MST18-old cemetery But we passed an old cemetery with just stumps for gravestones, fenced off. See the picture on the left.

MST18-Ice cold watermelon


On the side of the road was an old “Ice Cold Watermelon” truck – not exactly what I needed today.

The rolling hills were mostly farm land with beef cattle, chickens and even bee hives. Since we were not that far from Wilkesboro and the Tyson poultry processing plant, these chickens may be going to Tyson.

MST18-ThurmondWe walked through the community of Thurmond, a sad collection of small houses and abandoned buildings.

The nicest building was the small post office. The farms in the area seemed prosperous but most homes were modest with large “Private Property” signs. The smaller the house, the larger the signs and the meaner the dogs.

We walked against traffic as you’re supposed to. But when the road made a tight curve, we crossed to the other side. Back and forth, the whole day. We found few problem dogs, probably because it was so cold. On the road, it’s hard to find a place to take a trail break or to sit down and eat. We got to State Road Primitive Baptist Church which had a shelter with a high table. We put our packs down and we ate standing up. Then the wind kicked up and we were off again.

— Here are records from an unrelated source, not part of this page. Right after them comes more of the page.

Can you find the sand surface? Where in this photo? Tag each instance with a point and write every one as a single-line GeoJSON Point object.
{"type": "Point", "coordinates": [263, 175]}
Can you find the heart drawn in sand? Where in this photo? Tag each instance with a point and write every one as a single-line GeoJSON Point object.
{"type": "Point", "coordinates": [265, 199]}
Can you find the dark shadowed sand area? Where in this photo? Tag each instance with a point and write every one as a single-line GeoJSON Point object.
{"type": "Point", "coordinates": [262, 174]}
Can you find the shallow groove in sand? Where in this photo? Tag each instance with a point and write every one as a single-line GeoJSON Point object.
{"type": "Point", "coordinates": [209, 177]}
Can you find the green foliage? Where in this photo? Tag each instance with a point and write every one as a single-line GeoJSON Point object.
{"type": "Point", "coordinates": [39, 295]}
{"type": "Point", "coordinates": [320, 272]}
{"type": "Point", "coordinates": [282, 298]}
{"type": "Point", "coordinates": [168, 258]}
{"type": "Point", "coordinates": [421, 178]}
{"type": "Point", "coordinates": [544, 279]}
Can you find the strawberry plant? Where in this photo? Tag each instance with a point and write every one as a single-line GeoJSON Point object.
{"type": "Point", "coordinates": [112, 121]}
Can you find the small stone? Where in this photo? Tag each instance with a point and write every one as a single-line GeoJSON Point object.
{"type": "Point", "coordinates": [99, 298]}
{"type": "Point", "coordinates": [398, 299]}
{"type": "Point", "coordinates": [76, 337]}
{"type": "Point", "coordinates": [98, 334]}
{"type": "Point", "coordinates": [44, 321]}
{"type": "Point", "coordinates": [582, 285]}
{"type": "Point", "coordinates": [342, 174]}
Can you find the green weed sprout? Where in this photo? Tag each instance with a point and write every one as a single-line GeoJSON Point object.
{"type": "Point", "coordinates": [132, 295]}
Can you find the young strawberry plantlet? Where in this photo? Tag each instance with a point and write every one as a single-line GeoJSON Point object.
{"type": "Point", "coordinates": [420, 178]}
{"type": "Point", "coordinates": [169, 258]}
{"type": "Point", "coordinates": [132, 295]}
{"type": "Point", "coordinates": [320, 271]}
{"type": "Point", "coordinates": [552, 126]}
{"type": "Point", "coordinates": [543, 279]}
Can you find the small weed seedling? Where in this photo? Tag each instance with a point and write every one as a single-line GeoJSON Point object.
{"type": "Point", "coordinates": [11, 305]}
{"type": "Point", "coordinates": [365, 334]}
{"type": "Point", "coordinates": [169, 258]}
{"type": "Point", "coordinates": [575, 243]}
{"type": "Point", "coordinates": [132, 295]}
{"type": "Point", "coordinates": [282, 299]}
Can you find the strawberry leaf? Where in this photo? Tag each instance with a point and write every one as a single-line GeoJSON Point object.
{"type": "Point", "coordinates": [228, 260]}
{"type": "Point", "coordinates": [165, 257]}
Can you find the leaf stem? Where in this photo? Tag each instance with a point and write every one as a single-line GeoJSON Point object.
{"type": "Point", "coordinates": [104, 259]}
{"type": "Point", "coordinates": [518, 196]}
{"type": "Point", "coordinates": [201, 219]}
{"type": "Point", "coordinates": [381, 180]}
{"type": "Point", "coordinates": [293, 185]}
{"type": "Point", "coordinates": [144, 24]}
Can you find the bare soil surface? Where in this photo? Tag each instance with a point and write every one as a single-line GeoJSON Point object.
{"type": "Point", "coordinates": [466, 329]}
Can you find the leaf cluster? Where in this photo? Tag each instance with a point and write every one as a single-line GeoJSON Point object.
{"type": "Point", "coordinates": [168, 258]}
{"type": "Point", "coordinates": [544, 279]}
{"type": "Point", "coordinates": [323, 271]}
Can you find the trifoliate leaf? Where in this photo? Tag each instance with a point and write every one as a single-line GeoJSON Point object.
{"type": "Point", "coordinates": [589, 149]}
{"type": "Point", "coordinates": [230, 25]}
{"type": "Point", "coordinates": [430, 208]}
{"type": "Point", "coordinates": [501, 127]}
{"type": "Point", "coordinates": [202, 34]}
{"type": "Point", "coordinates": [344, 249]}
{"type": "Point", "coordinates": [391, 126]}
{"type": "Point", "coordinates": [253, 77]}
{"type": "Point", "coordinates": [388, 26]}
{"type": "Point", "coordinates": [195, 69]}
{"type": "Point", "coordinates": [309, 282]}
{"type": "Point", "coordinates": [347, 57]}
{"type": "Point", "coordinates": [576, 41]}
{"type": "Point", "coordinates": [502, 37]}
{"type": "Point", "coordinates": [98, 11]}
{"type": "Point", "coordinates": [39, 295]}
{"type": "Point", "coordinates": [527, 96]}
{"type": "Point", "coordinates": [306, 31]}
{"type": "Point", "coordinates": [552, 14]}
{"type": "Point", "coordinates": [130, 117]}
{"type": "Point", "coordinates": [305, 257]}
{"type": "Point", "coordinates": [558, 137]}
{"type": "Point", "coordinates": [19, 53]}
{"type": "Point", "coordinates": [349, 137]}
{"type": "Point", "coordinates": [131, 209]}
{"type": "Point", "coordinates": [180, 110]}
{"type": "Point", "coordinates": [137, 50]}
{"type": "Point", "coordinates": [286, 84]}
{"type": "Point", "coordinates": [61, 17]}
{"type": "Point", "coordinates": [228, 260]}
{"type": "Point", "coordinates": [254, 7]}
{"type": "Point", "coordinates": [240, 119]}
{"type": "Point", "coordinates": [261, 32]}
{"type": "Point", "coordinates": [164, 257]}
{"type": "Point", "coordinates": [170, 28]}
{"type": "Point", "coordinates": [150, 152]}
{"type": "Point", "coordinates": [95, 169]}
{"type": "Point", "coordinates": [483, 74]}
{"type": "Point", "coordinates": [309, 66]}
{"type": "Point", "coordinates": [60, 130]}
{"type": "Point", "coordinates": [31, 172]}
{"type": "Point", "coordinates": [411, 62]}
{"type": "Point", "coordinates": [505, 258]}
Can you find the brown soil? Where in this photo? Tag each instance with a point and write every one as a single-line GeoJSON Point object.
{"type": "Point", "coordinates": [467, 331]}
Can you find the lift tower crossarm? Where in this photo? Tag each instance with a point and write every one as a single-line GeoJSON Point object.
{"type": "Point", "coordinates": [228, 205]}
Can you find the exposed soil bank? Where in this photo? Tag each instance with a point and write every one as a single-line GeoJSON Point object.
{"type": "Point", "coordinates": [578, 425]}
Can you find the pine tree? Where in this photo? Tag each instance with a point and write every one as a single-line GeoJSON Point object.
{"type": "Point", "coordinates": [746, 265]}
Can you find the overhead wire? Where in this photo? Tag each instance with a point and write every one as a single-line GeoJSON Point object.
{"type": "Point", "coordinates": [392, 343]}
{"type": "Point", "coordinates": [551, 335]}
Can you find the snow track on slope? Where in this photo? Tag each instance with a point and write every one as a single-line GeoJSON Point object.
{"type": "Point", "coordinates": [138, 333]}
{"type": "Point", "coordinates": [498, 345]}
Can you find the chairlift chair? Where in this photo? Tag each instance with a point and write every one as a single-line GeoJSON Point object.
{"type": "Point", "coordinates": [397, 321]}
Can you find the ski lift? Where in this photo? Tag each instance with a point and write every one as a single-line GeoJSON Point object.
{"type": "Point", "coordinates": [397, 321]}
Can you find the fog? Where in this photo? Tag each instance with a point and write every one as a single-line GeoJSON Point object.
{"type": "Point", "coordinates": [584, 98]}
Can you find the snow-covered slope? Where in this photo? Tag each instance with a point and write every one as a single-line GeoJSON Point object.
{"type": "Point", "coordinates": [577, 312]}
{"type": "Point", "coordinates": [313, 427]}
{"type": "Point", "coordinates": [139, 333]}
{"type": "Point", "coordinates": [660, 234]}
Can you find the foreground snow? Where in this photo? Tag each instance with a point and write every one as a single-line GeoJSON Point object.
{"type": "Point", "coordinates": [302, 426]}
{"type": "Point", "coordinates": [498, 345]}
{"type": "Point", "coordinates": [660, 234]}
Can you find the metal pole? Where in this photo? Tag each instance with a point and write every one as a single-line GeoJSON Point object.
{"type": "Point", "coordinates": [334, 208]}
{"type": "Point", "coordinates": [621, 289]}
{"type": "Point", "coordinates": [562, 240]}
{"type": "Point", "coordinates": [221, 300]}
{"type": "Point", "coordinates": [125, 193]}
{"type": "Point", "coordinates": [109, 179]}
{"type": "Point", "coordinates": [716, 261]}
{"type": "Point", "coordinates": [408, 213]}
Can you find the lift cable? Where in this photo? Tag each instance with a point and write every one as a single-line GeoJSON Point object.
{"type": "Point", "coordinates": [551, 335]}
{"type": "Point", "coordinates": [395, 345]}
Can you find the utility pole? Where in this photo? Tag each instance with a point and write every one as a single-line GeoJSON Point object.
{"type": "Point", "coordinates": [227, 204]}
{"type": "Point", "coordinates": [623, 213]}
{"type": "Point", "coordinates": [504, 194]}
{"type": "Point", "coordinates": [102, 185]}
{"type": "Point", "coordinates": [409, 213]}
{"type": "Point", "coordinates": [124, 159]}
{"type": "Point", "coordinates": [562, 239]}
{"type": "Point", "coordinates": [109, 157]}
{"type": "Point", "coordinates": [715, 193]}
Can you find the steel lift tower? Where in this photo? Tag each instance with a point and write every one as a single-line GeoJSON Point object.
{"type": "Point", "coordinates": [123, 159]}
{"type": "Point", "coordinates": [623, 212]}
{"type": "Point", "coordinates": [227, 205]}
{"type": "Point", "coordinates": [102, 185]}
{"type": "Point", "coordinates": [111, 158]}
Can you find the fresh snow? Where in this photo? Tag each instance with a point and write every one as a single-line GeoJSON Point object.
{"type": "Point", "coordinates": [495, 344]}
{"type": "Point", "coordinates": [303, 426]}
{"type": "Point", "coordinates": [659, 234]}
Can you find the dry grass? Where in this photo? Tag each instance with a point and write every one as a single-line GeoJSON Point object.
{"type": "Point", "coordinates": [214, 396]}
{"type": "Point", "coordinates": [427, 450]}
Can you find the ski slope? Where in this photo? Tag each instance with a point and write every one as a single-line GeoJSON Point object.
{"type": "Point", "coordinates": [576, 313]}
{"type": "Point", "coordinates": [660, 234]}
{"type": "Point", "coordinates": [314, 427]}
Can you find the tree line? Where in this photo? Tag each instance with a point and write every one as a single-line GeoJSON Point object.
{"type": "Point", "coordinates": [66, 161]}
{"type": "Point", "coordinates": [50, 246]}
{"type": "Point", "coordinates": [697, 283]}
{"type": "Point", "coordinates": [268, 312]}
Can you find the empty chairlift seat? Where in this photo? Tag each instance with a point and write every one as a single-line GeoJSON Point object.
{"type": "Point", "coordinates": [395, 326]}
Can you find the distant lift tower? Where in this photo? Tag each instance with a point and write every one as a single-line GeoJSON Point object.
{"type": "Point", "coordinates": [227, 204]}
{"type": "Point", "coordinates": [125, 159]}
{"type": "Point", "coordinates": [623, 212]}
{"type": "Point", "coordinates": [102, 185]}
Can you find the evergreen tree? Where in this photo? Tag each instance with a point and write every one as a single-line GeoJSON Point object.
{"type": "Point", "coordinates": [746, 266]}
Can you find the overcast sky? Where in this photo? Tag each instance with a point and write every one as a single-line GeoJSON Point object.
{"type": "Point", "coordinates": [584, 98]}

Finally we reached Mountain Park Community Church where we had left one car. The Mountain Park Family Country Store was advertising used books and that lured us in.

MST18-Peter in store Peter McGuire, the owner, seemed very happy to see us, especially when we told him we were walking the MST.

It seems that Scot Ward and Ian, the latest MST completer, stopped in. It’s a general store, the only one for miles, it seems. The store has a good selection of high-quality books and I bought one.

We got into Sharon’s car which we had left at the back of the Mountain Park Baptist Church and went back to Stone Mountain State Park. The gate was closed; I guess the road was too icy to open up the park and how many people were they going to get today in 20 degree weather?

So we ran up to the Visitor Center to close the gap. The photo above is of me inside the Park – well, the sign said the road was closed, not the Park. The Visitor Center was closed, even though there were State Park cars outside. We then ran back down. Goodbye Stone Mountain State Park.

According to my car thermometer, it reached a high of 32 or so by 2:30 P.M. when we got back to my car.

In preparation for tomorrow, we drove into Dobson to place my car opposite the library. Dobson is the “market town” and the County seat for Surry County, close to the Virginia border. That’s where we started our Dobson to Hanging Rock State Park trek last March.

We found The Lantern, an inexpensive diner with country cooking in town. We told the owner that the MST goes right through Dobson. He was very surprised that a trail was in his town.

Looking forward to tomorrow. It will be cold.